Let’s consider how to research for a feasibility study. We look for both existing supply and pipeline supply. If positive demand exists for self-storage, then we perform a full market analysis. Here, we gather market info, such as rents, occupancy rates, absorption rates, and facility amenities. Positive demand justifies a need for storage. Next, we review the physical feasibility of the property. We create a hypothetical development using relocatable units. We review the physical feasibility and estimate the sample unit mix and facility size. At this point, the financial component begins.
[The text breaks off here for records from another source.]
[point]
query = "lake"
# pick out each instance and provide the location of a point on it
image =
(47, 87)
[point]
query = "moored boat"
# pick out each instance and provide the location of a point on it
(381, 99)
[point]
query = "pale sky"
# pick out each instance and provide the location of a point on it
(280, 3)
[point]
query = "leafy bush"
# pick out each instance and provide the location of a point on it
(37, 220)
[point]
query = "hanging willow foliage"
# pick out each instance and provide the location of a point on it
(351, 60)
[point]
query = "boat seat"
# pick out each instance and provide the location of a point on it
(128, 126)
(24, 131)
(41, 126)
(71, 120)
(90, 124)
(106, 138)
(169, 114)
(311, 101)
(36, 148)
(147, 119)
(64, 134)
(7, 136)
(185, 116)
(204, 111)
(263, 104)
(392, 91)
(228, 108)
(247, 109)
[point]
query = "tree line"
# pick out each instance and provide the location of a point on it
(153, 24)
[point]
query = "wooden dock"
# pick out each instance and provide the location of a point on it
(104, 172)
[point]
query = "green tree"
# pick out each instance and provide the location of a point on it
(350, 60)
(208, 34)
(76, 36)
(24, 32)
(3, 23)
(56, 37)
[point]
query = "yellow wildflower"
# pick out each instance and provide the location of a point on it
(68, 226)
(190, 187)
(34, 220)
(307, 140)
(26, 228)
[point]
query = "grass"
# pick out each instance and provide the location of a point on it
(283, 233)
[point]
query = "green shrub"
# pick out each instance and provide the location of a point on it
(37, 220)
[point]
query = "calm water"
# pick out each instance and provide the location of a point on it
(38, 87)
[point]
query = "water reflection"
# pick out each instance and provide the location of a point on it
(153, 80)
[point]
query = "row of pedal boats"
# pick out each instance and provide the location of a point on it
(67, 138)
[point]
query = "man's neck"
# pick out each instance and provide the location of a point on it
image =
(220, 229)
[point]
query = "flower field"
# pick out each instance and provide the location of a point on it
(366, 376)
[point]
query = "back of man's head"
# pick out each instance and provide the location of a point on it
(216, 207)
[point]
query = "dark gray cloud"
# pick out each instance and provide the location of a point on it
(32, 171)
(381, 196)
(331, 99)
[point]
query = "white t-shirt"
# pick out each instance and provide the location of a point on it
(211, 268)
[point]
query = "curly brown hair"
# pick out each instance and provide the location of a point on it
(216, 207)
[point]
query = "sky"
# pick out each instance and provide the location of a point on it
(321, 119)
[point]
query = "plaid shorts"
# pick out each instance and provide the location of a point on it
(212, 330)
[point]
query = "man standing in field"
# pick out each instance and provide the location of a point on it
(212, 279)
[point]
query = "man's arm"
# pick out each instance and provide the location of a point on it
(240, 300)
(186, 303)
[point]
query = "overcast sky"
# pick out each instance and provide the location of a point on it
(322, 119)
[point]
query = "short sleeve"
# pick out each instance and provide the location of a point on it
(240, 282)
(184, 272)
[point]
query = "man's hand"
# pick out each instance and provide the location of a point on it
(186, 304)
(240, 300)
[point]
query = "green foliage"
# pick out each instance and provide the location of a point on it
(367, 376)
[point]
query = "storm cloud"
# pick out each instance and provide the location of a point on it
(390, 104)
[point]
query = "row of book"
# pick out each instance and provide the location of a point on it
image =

When considering aesthetics, operation, and use, relocatable units are an equal counterpart to traditional self-storage units – with significant upsides. The choice between traditional or moveable storage depends largely upon site layout, location, timeframe, and budget. You may choose to have a mix of both traditional and relocatable storage, which is common for site expansions. Relocatable units are viable for new facilities, existing facility needing expansion, or for those looking to decrease costs. With all that flexibility, relocatables are increasing in popularity for good reason!



Adapted from “Feasibility and Relocatables: The Good, The Bad, and The Ugly” by Amanda Helfrich.

Amanda is the principal owner of Starr Commercial Real Estate, based out of Louisville, Kentucky. With complete focus and peak interest in this industry, Amanda has learned how to gauge a market for demand. She canvases an area for supply to research and locate proposed developments. She analyzes historical development trends and tracks absorption. From there, she provides realistic financial feasibility for a property.